The study by the Massachusetts General Hospital in Boston showed that of the 90 teens who cited marijuana as the substance they used most frequently, 76 met criteria for cannabis dependence – including increased tolerance of cannabis and unsuccessful efforts to cut back or stop using despite medical or psychological problems exacerbated by cannabis. And 36 of the 90 experienced anxiety, irritability, depression, or other symptoms considered hallmarks of drug dependence.
(David Freeman. “Marijuana Study Raises New Concerns About Pot Addiction In Teens.” Huffington Post. September 05, 2014.)
Finally, to close, contrary to common belief, the National Institute on Drug Abuse reports that marijuana can be addictive. Research suggests that about 1 in 11 users becomes addicted to marijuana (Anthony, 1994; Lopez-Quintero 2011). This number increases among those who start as teens (to about 17 percent, or 1 in 6) (Anthony, 2006) and among people who use marijuana daily (to 25-50 percent) (Hall & Pacula, 2003).
(Anthony J, Warner LA, Kessler RC. Comparative epidemiology of dependence on tobacco, alcohol, controlled substances, and inhalants: basic findings from the National Comorbidity Survey. Exp Clin Psychopharmacol. 1994;2:244-268.)
(Lopez-Quintero C, Pérez de los Cobos J, Hasin DS, et al.
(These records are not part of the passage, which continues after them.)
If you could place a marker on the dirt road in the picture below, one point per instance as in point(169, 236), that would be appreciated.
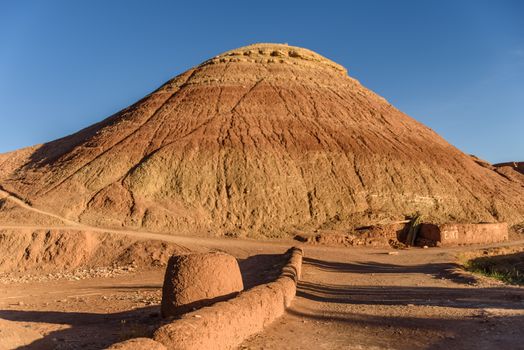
point(347, 299)
point(356, 298)
point(367, 299)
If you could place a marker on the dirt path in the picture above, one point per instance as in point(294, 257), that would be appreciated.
point(347, 299)
point(360, 299)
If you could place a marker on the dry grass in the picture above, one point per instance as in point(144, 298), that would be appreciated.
point(504, 264)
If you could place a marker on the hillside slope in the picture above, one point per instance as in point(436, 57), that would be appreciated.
point(261, 140)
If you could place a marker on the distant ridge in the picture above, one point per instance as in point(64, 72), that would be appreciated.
point(264, 140)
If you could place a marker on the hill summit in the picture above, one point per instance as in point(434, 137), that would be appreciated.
point(263, 140)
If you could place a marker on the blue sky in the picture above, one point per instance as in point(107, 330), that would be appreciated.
point(457, 66)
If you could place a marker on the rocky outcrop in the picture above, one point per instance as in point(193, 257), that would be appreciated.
point(261, 141)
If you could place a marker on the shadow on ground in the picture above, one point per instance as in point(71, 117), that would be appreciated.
point(98, 330)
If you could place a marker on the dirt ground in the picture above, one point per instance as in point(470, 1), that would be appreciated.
point(348, 298)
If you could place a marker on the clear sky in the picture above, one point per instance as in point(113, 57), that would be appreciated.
point(457, 66)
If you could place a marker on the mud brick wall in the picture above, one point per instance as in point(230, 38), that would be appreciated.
point(460, 234)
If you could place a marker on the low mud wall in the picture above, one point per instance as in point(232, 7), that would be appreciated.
point(460, 234)
point(226, 324)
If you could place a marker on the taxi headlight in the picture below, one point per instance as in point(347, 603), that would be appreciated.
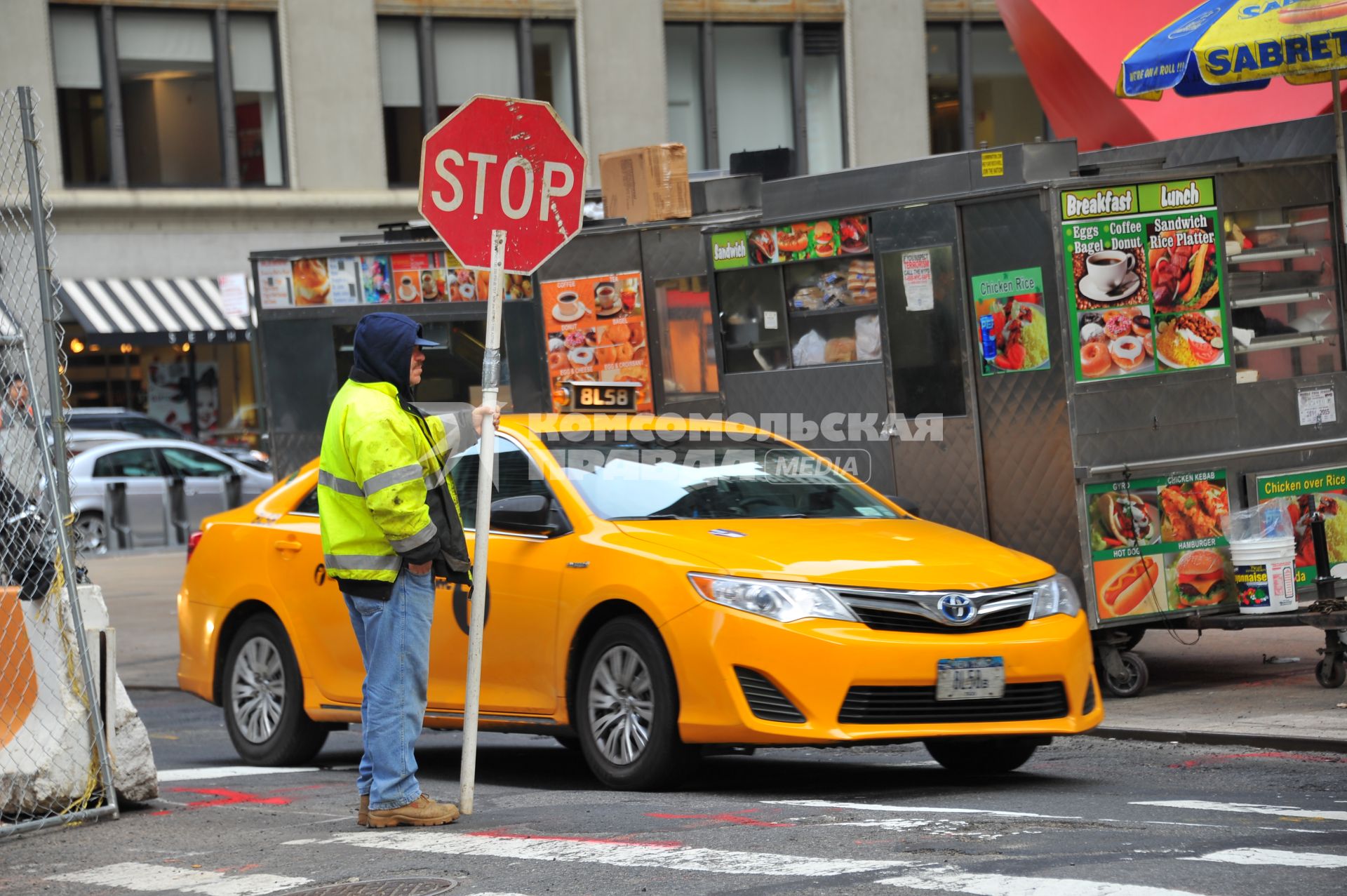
point(1054, 596)
point(783, 601)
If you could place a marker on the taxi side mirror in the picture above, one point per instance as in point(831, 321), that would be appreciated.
point(527, 514)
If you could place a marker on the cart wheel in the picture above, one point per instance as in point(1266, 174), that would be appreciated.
point(1133, 682)
point(1331, 674)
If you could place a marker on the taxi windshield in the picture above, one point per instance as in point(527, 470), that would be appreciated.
point(690, 476)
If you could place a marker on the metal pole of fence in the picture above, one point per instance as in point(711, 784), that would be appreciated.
point(57, 473)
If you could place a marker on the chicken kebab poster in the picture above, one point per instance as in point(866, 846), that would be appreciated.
point(596, 333)
point(1158, 544)
point(1144, 272)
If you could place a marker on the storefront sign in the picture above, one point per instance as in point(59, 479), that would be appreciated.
point(274, 283)
point(802, 241)
point(1144, 272)
point(596, 333)
point(1158, 544)
point(234, 295)
point(916, 281)
point(1318, 406)
point(1301, 493)
point(1010, 320)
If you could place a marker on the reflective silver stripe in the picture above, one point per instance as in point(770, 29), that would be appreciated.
point(363, 562)
point(336, 484)
point(415, 541)
point(392, 477)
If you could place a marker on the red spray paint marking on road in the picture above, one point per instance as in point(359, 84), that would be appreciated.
point(228, 798)
point(669, 844)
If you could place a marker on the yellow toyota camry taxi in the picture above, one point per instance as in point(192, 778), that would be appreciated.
point(660, 588)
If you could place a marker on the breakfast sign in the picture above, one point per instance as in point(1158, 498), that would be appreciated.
point(1144, 270)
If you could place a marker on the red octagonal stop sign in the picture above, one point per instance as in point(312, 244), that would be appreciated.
point(503, 165)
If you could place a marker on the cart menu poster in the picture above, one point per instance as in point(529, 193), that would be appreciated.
point(596, 333)
point(1158, 544)
point(1303, 493)
point(1010, 320)
point(1144, 272)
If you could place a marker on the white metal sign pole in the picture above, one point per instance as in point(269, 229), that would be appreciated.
point(477, 617)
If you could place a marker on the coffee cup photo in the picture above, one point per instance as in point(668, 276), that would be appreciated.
point(1108, 270)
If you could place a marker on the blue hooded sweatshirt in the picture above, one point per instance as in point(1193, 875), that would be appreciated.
point(383, 349)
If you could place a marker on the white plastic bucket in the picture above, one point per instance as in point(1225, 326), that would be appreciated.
point(1265, 575)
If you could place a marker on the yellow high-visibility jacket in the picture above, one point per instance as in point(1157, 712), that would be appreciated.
point(382, 488)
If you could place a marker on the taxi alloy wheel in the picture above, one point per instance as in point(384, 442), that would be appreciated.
point(264, 697)
point(626, 717)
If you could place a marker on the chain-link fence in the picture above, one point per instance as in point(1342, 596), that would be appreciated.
point(54, 763)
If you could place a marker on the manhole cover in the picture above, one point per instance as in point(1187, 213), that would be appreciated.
point(386, 887)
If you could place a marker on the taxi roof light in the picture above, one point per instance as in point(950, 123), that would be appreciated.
point(782, 601)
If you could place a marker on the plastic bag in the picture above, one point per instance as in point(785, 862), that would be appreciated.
point(1263, 522)
point(868, 338)
point(808, 349)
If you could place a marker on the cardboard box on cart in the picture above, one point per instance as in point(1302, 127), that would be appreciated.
point(645, 184)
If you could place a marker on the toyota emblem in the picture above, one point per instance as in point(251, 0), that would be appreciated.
point(957, 608)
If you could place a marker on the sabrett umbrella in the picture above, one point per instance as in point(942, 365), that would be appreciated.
point(1241, 45)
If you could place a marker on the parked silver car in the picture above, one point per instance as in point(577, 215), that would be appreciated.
point(149, 468)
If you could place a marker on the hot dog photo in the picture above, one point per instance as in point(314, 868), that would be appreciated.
point(1130, 587)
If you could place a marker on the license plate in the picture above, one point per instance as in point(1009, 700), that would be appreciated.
point(970, 678)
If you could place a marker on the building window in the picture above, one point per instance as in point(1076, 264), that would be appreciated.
point(168, 112)
point(399, 81)
point(686, 111)
point(81, 105)
point(468, 57)
point(256, 100)
point(772, 86)
point(1005, 108)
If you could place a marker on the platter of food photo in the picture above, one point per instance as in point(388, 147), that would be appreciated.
point(1115, 342)
point(1190, 340)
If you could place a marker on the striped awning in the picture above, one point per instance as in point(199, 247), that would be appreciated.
point(152, 310)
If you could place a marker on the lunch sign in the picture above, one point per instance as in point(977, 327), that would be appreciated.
point(1144, 271)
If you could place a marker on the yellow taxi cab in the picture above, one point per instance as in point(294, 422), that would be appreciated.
point(659, 589)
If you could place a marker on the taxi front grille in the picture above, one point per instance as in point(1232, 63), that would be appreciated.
point(765, 701)
point(919, 707)
point(888, 620)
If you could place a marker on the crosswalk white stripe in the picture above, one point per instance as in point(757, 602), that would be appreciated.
point(1285, 811)
point(951, 880)
point(1253, 856)
point(723, 862)
point(228, 771)
point(880, 808)
point(156, 878)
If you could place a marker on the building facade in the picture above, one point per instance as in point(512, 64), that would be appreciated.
point(181, 135)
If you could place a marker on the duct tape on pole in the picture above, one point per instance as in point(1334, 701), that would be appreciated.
point(503, 185)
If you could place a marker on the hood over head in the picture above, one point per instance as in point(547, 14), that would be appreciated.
point(383, 349)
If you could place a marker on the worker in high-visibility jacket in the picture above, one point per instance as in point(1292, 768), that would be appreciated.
point(389, 527)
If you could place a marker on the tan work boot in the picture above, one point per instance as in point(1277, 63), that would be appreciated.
point(422, 811)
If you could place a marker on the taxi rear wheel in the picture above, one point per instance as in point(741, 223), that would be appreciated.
point(982, 755)
point(626, 713)
point(264, 697)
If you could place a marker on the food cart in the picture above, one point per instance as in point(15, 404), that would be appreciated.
point(612, 306)
point(1120, 348)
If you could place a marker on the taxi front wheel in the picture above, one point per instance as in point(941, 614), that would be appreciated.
point(626, 713)
point(264, 697)
point(982, 755)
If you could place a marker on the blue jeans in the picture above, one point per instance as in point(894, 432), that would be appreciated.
point(394, 639)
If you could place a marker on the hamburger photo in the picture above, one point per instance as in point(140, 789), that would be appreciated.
point(1199, 578)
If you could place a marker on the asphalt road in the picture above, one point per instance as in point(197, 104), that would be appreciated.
point(1086, 817)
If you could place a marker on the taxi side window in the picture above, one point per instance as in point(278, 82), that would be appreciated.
point(515, 476)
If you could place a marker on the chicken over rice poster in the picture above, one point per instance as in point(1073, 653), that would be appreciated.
point(1144, 279)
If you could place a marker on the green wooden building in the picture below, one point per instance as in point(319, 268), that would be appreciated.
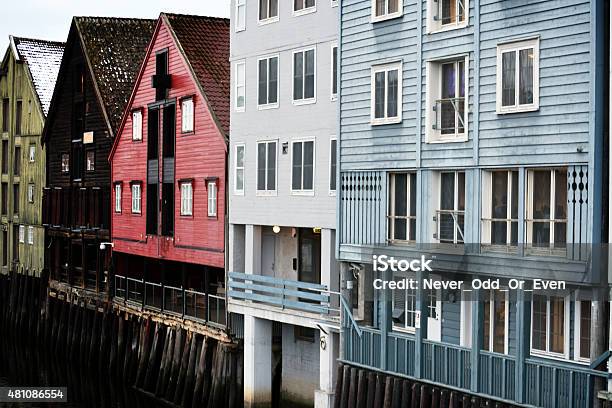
point(27, 78)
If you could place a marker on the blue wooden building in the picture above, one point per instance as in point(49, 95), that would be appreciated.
point(473, 132)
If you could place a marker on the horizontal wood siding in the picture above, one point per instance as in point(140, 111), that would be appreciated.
point(199, 155)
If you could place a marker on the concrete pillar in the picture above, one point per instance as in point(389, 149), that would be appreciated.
point(257, 362)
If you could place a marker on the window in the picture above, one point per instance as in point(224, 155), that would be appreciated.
point(302, 166)
point(495, 324)
point(446, 96)
point(546, 216)
point(118, 197)
point(500, 208)
point(447, 14)
point(90, 160)
point(385, 9)
point(549, 325)
point(450, 216)
point(65, 163)
point(240, 89)
point(518, 79)
point(386, 95)
point(136, 198)
point(333, 160)
point(137, 125)
point(240, 15)
point(304, 76)
point(239, 170)
point(303, 6)
point(404, 306)
point(212, 198)
point(266, 167)
point(187, 198)
point(268, 11)
point(402, 207)
point(267, 90)
point(334, 73)
point(187, 115)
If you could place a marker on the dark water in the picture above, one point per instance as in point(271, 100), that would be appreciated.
point(26, 365)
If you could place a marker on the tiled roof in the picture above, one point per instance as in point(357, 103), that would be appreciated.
point(115, 48)
point(205, 41)
point(43, 59)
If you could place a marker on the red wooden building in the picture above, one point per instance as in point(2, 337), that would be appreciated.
point(168, 171)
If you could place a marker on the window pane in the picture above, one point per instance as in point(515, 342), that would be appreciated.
point(298, 76)
point(379, 95)
point(392, 84)
point(308, 165)
point(526, 76)
point(296, 178)
point(508, 78)
point(263, 82)
point(261, 166)
point(310, 75)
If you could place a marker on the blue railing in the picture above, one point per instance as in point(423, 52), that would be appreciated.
point(284, 294)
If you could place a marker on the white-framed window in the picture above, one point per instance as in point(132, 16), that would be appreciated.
point(240, 15)
point(447, 110)
point(30, 193)
point(212, 198)
point(450, 217)
point(118, 197)
point(582, 329)
point(304, 76)
point(268, 11)
point(495, 322)
point(333, 164)
point(136, 198)
point(137, 125)
point(550, 325)
point(267, 82)
point(266, 167)
point(386, 9)
point(239, 151)
point(518, 76)
point(334, 71)
point(302, 166)
point(186, 198)
point(404, 306)
point(187, 115)
point(500, 208)
point(304, 7)
point(546, 210)
point(402, 207)
point(447, 14)
point(240, 86)
point(386, 93)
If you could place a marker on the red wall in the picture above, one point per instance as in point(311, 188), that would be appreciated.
point(198, 155)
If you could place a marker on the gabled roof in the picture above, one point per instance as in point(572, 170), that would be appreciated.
point(43, 59)
point(205, 43)
point(114, 49)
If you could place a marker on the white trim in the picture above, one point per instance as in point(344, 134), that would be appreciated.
point(303, 192)
point(386, 68)
point(272, 105)
point(516, 47)
point(304, 100)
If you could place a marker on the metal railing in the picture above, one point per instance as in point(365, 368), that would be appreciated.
point(285, 294)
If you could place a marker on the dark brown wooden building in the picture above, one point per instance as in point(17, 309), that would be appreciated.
point(100, 64)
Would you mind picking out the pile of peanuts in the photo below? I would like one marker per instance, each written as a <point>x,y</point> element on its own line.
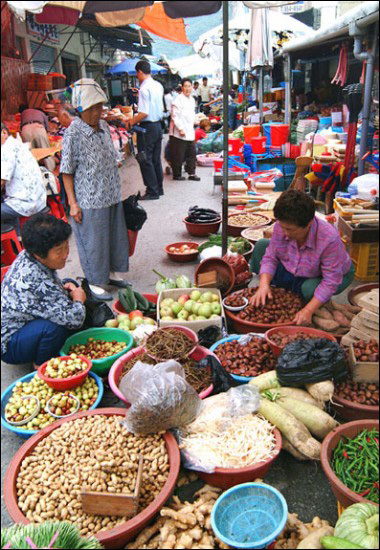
<point>281,309</point>
<point>247,220</point>
<point>255,358</point>
<point>94,453</point>
<point>365,394</point>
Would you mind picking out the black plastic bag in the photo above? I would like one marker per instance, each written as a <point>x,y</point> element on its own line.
<point>97,313</point>
<point>135,215</point>
<point>221,380</point>
<point>313,360</point>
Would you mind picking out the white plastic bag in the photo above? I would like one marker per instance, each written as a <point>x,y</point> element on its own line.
<point>160,398</point>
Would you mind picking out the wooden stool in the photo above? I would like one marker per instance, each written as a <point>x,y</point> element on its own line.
<point>10,245</point>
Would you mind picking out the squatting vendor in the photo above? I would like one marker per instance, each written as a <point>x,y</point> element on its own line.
<point>305,255</point>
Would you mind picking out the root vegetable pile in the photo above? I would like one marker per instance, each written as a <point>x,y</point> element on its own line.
<point>364,394</point>
<point>282,339</point>
<point>98,349</point>
<point>87,394</point>
<point>93,453</point>
<point>366,351</point>
<point>65,368</point>
<point>255,358</point>
<point>198,378</point>
<point>281,309</point>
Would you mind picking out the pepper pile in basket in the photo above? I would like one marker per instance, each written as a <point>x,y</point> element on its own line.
<point>252,359</point>
<point>202,215</point>
<point>356,463</point>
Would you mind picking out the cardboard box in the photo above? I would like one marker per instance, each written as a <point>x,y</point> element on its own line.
<point>196,326</point>
<point>363,371</point>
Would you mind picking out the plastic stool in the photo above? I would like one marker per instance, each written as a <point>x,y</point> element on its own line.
<point>23,219</point>
<point>10,245</point>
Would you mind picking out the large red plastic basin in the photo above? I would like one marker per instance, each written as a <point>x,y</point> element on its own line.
<point>344,495</point>
<point>229,477</point>
<point>120,535</point>
<point>116,370</point>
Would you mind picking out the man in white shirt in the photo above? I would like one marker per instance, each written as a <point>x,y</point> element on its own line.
<point>182,133</point>
<point>25,191</point>
<point>204,93</point>
<point>150,111</point>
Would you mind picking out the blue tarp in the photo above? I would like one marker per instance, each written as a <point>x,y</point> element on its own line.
<point>128,66</point>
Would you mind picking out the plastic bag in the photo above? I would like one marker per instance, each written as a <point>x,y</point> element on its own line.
<point>307,361</point>
<point>135,215</point>
<point>218,414</point>
<point>160,398</point>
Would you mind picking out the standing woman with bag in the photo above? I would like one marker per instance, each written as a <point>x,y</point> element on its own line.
<point>92,184</point>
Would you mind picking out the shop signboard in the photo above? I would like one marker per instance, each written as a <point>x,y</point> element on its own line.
<point>41,30</point>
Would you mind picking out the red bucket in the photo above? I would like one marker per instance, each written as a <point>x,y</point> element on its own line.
<point>279,134</point>
<point>234,146</point>
<point>258,144</point>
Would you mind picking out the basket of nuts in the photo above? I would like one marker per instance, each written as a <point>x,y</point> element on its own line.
<point>101,345</point>
<point>65,373</point>
<point>278,312</point>
<point>89,394</point>
<point>107,464</point>
<point>238,222</point>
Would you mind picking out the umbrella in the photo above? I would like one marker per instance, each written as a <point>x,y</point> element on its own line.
<point>128,66</point>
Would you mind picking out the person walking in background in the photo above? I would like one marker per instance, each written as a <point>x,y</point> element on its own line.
<point>34,126</point>
<point>205,95</point>
<point>150,111</point>
<point>21,178</point>
<point>92,184</point>
<point>182,133</point>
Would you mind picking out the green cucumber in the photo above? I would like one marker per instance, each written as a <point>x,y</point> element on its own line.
<point>335,543</point>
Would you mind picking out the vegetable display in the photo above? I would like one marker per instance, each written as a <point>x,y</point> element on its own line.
<point>87,394</point>
<point>251,359</point>
<point>196,306</point>
<point>362,393</point>
<point>97,349</point>
<point>281,309</point>
<point>170,343</point>
<point>355,462</point>
<point>132,300</point>
<point>202,215</point>
<point>65,368</point>
<point>199,379</point>
<point>359,524</point>
<point>108,456</point>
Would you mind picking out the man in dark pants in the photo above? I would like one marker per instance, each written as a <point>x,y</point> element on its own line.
<point>150,111</point>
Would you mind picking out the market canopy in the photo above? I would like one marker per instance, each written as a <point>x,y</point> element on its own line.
<point>128,66</point>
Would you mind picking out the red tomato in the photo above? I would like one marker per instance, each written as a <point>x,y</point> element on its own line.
<point>135,313</point>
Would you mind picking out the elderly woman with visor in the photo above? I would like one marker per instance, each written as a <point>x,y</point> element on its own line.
<point>92,183</point>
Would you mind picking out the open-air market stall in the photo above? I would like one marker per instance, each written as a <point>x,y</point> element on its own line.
<point>229,392</point>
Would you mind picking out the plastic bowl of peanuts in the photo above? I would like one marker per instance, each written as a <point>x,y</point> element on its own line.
<point>109,462</point>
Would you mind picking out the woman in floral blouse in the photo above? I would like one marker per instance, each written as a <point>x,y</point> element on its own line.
<point>38,312</point>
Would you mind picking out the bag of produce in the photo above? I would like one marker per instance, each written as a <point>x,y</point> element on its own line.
<point>313,360</point>
<point>160,398</point>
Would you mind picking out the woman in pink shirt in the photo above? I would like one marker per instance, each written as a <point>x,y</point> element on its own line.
<point>305,255</point>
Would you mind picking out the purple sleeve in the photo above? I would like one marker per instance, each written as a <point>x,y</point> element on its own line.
<point>331,268</point>
<point>269,262</point>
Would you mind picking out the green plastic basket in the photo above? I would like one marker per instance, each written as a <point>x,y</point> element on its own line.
<point>100,366</point>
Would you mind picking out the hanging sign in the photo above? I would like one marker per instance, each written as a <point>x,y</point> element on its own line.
<point>41,30</point>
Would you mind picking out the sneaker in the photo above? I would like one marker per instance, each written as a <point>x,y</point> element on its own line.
<point>119,283</point>
<point>100,294</point>
<point>149,198</point>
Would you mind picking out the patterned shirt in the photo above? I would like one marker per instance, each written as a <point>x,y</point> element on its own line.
<point>322,255</point>
<point>91,157</point>
<point>32,291</point>
<point>25,190</point>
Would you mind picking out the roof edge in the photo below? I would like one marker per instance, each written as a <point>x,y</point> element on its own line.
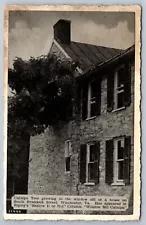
<point>127,51</point>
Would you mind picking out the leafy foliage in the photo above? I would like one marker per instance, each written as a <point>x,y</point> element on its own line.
<point>44,90</point>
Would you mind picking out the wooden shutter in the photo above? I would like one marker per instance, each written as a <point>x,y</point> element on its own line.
<point>84,101</point>
<point>97,161</point>
<point>98,96</point>
<point>109,162</point>
<point>127,152</point>
<point>127,85</point>
<point>83,153</point>
<point>110,92</point>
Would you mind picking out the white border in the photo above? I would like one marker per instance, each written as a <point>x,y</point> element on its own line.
<point>137,135</point>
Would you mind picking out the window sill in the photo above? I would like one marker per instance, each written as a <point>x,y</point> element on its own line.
<point>91,118</point>
<point>89,184</point>
<point>118,184</point>
<point>119,109</point>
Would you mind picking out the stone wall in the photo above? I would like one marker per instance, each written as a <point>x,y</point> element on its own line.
<point>47,162</point>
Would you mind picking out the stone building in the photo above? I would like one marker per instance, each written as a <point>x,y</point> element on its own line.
<point>92,154</point>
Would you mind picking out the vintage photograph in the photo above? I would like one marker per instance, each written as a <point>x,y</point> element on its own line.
<point>71,112</point>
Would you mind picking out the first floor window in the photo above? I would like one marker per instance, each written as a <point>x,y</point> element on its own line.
<point>118,160</point>
<point>89,163</point>
<point>68,152</point>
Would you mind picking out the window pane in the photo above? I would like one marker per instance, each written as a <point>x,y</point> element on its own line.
<point>120,150</point>
<point>120,97</point>
<point>120,77</point>
<point>92,153</point>
<point>120,170</point>
<point>67,164</point>
<point>93,109</point>
<point>93,89</point>
<point>91,172</point>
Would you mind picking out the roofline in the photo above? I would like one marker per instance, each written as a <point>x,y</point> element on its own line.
<point>128,51</point>
<point>66,55</point>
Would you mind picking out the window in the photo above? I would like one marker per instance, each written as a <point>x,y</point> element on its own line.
<point>91,99</point>
<point>68,152</point>
<point>118,160</point>
<point>119,87</point>
<point>89,163</point>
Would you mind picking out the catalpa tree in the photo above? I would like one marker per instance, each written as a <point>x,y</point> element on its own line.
<point>44,90</point>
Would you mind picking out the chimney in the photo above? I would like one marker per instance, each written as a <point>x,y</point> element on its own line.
<point>62,31</point>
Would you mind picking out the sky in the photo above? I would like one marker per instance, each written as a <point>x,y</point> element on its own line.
<point>31,33</point>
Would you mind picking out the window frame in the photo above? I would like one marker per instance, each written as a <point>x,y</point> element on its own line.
<point>116,91</point>
<point>90,101</point>
<point>68,153</point>
<point>88,162</point>
<point>116,162</point>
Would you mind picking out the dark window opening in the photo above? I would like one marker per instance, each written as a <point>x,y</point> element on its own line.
<point>67,164</point>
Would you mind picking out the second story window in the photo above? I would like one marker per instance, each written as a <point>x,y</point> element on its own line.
<point>91,99</point>
<point>89,163</point>
<point>68,152</point>
<point>119,87</point>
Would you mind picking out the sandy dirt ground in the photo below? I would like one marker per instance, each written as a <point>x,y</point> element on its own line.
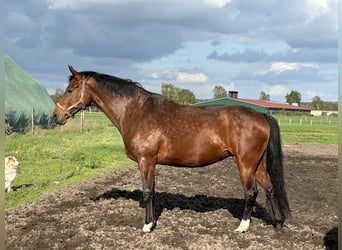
<point>197,209</point>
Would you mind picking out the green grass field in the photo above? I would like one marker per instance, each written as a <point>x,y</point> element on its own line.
<point>55,158</point>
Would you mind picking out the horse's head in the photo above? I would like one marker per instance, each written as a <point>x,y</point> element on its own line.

Probability and predictors of transition from first use to dependence on nicotine, alcohol, cannabis, and cocaine: results of the National Epidemiologic Survey on Alcohol and Related Conditions (NESARC). Drug Alcohol Depend. 2011;115(1-2):120-130.)
(Hall WD, Pacula RL. Cannabis Use and Dependence: Public Health and Public Policy. Cambridge, UK: Cambridge University Press; 2003.)
A significant area of concern? The amount of THC in marijuana has been increasing steadily over the past few decades. It is believed higher THC levels may mean a greater risk for addiction if users are regularly exposing themselves to high doses.